The Academy has tweeted a picture of a model of its upcoming Academy Museum of Motion Pictures – and from the looks of things, they're building a "Star Wars" Death Star adjacent to the former May Company building in the Miracle Mile district of Los Angeles.
And then they're surrounding their AMPAS Death Star with giant lollipops.
This has been a week of news about the museum, which is expected to open in early 2017. The Academy is conducting a fundraising campaign co-chaired by Tom Hanks and Annette Bening, and said it is more than halfway to its goal of raising $300 million for the project.
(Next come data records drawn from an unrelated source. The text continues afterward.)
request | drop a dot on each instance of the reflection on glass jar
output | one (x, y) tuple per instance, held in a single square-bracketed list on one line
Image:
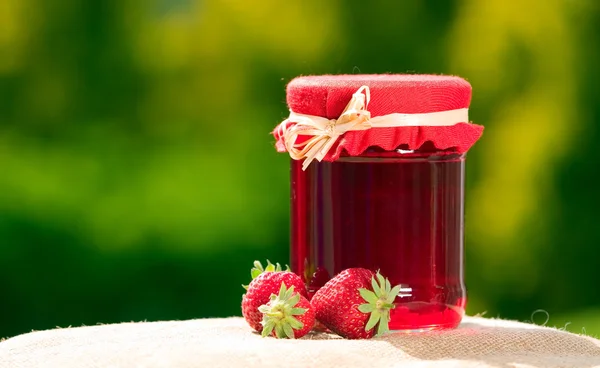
[(401, 213)]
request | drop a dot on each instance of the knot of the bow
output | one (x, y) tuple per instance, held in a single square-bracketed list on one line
[(320, 134)]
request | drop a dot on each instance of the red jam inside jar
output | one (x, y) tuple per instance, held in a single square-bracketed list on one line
[(402, 214)]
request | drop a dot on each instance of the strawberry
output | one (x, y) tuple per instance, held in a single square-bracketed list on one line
[(265, 282), (287, 315), (354, 302)]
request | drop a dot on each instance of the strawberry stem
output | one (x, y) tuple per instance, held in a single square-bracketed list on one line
[(379, 302)]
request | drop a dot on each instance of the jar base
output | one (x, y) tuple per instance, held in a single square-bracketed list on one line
[(421, 317)]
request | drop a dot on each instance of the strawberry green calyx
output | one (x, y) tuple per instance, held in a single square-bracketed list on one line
[(258, 269), (278, 314), (378, 303)]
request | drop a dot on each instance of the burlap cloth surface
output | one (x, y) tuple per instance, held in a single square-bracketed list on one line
[(228, 342)]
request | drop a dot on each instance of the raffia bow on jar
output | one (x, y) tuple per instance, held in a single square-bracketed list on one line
[(309, 137)]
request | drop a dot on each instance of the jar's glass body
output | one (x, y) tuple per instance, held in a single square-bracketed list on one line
[(401, 214)]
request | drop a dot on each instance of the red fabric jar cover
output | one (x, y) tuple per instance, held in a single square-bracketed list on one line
[(328, 95)]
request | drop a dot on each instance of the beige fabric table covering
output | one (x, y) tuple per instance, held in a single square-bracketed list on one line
[(228, 342)]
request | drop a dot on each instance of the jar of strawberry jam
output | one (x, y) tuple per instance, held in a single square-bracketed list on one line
[(377, 181)]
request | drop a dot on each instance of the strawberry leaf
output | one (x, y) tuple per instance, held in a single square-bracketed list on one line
[(366, 308), (279, 312), (298, 311), (295, 323)]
On Monday, it announced that the David Geffen Foundation has given AMPAS its single largest gift, $25 million, and that the theater in the museum would be named the David Geffen Theater.
The press release announcing the naming added that the project would restore the original Streamline Moderne façade of the building, which was built in 1939 and spent most of its life as a department store before being taken over by the Los Angeles County Museum of Art in 1994.
And it mentioned a "spherical wing" that would house the theater at the north end of the building.
"Designed to represent the marriage of art and technology, the wing ... will be a spectacular new piece of contemporary architecture that will perfectly complement the historic building," the release said.
And now we know that the wing may also represent the battle between the Empire and the Rebel Alliance, because on Thursday @TheAcademy tweeted a photo of an artist's model of the project, which is being designed by architects Renzo Piano and Zoltan Pali.
"This is what our upcoming Academy museum is going to look like," read the tweet. "Only bigger. Much bigger."
The photo, above, features the existing building, including its distinctive rounded column at the corner of Wilshire Blvd. and Fairfax Ave. in Los Angeles -- along with a rounded dome that carries unmistakable echoes of the purposely incomplete Death Star from the third "Star Wars" movie, "The Return of the Jedi."
More details were provided to a group of donors at a stakeholder meeting last week. We're probably jumping to conclusions to think that those donors were let in on a secret plan to use the building's death ray to zap the Golden Globes out of existence.